Background technology
High-powered LED lamp replaces traditional street lamp, the application of Square Lamp becomes trend, but the high-powered LED lamp key technology in the application of prior art is heat dissipation technology, and the quality of heat dissipation technology is directly directly proportional to life-span of LED lamp and power.Current LED heat dissipation technology still rests on Material selec-tion and cooling surface area expands two aspects, and also adopt the mode of spray paint on the surface of work heat radiation rack for existing LED street lamp, the employing of paint more has a strong impact on the radiating effect of heat radiation rack, the rate of heat dissipation of more than 25% can be affected according to measuring and calculating, thus have a strong impact on the service life of high-powered LED lamp, so current LED street lamp most life-span only has 20000 hours.Entered the high speed development epoch in LED technology, its outstanding function makes its application more extensive, and extends to high-end field, such as spacecraft, aircraft, submersible, polar expedition, the key areas such as ocean attracting.Above field all uses performance to have high requirement to LED, needs life-span and photochromic, that light leads to output stability.The requirement that prior art is used from high-end special dimension also differs greatly.As, when running into polar climate, severe temperature difference environment, the power of LED, light output and colour rendering can very easily change, and easily cause death, and make practice produce serious consequence.
Summary of the invention
For problems of the prior art, the object of the present invention is to provide a kind of high-powered LED lamp of good heat dissipation effect.

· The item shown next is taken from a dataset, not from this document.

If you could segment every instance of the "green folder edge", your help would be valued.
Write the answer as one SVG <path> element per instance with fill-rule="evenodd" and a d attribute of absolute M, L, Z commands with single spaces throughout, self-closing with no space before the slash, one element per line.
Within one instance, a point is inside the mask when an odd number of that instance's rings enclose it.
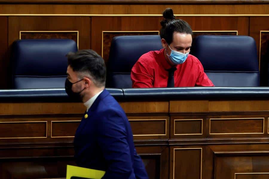
<path fill-rule="evenodd" d="M 70 179 L 71 177 L 73 176 L 101 179 L 105 172 L 102 170 L 68 165 L 66 169 L 66 179 Z"/>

For reaching above object, the present invention adopts following technical scheme.
High-powered LED lamp, comprising: radiator and the LED lamp bead of installing on a heat sink, is characterized in that, be coated with ceramic powder or silica flour on the surface of radiator.
As with improvement, be provided with radiating fin on a heat sink, described ceramic powder or silica flour uniform fold are at radiator and cooling fin surfaces.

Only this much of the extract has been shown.